April 8th was also election day for 52,000 council seats, postponed from 2006 to allow a crackdown on any opposition. After the Muslim Brotherhood’s (MB) successes in the 2005 election, Mubarak changed the constitution so that future presidential candidates need nominations from 10 councillors in each of 14 provinces. This rigs the next contest in favour of the next NDP candidate, widely expected to be his banker son, Gamal.
A huge campaign of repression was waged against the main (illegal) opposition party, the Muslim Brotherhood (MB). In the run-up to the election 800 MB members were arrested and 10,000 were prevented from standing as candidates. Failing to get their candidates on the ballot paper, the MB called for a boycott of the election.
90% of seats had just one candidate – from Mubarak’s ruling National ‘Democratic’ Party (NDP). Even so, there were widespread reports of ballot rigging. Democratic rights campaigners estimated that only 2% turned out to vote. However, in Mahalla eight NDP candidates withdrew on election day, clearing the way for candidates from other small parties, no doubt to defuse tension.

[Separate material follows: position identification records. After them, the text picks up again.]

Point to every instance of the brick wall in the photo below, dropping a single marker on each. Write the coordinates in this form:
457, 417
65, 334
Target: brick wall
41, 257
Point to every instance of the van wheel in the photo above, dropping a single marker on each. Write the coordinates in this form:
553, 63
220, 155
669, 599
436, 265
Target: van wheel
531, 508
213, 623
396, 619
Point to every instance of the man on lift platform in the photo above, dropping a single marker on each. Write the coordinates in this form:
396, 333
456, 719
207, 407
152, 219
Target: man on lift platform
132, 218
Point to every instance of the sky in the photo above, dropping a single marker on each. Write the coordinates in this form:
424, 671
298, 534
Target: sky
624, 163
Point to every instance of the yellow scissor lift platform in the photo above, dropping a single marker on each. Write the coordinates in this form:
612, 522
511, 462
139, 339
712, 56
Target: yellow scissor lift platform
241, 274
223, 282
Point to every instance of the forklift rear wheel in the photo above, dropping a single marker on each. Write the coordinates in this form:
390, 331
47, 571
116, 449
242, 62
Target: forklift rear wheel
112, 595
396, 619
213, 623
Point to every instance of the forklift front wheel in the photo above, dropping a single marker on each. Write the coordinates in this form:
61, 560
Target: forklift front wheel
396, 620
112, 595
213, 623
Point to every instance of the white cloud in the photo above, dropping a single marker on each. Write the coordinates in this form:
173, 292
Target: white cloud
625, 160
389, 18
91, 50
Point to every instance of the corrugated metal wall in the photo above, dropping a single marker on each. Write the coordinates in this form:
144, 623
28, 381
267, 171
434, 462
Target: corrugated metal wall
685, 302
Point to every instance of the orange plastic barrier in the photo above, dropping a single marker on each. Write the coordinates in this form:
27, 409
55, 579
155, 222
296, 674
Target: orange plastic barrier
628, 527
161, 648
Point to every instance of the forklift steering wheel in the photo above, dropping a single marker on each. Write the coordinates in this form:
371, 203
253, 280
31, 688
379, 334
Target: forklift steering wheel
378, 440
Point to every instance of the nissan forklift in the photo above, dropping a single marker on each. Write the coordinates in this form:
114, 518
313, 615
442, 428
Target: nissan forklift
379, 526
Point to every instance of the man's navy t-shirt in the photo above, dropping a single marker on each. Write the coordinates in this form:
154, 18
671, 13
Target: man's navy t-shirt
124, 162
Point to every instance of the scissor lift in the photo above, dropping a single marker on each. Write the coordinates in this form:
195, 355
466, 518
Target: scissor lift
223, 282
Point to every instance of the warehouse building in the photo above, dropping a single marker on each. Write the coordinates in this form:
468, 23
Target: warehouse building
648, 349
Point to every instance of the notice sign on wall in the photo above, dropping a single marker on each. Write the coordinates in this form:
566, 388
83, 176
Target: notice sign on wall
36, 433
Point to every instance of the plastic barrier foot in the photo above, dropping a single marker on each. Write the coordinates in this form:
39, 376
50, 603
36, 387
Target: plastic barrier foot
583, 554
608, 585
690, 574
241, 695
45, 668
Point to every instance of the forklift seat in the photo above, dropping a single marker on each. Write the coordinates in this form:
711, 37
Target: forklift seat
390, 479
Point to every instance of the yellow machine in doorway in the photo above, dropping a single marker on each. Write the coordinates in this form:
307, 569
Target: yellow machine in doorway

During the build-up to the 6th April strike, the MB leadership was concentrating on trying to get its candidates onto ballot papers. As in previous strikes, they gave at best luke-warm support and made no attempt to mobilise support for independent working class action. There are reports of criticism from some of its student members at this lack of support.
Since the strike, there have been hundreds of arrests, including Kifaya leader George Ishaq, along with 50 other members of that group. Demonstrations have continued outside Mahalla police station demanding the release of those held.
Kifaya and others have again called for a general strike on May 4th, Mubarak’s 80th birthday. April 6th shows that to build a general strike takes more than text messages and Facebook postings, important though these are in spreading support, especially amongst youth. Meetings and rallies need to be organised in factories and offices, with measures to defend organisers from security forces. Committees of struggle should be formed – if necessary operating clandestinely – to prepare for a general strike and build up the support.
These meetings should build support for a programme of demands: a living wage with increases linked to price rises, jobs, free healthcare and education for all. Linked to these should be demands for the right to organise independent trade unions accountable only to their members and the right to strike; the right to demonstrate and assemble freely, and organise political parties; for free elections to a democratic parliament that could carry out measures in the interests of the working class and poor.
A general strike that brings the country to a halt, even for one day, challenges the capitalists’ right to rule. It potentially poses the question of working class power and how it can emerge victorious in a struggle against the ruling class.
A socialist Egypt
Capitalism means growing poverty for Egyptian workers, millions of whom are literally on the breadline. Meanwhile the ruling class live a life of luxury, paid for from the mouths of workers and their families. The demands for decent living standards and democratic rights must be linked to a socialist programme of public ownership and democratic workers’ control of the big companies and banks, so that the economy can be planned by – and in the interests of – those who create Egypt’s wealth. A socialist Egypt would inspire workers across the Middle East, North Africa and beyond to take similar action.
The task ahead for workers and youth is to analyse the lessons of recent events, draw up a revolutionary programme for socialist change linked to today’s understanding of the mass of workers, build a party to campaign for this programme and win the support of the mighty Egyptian working class.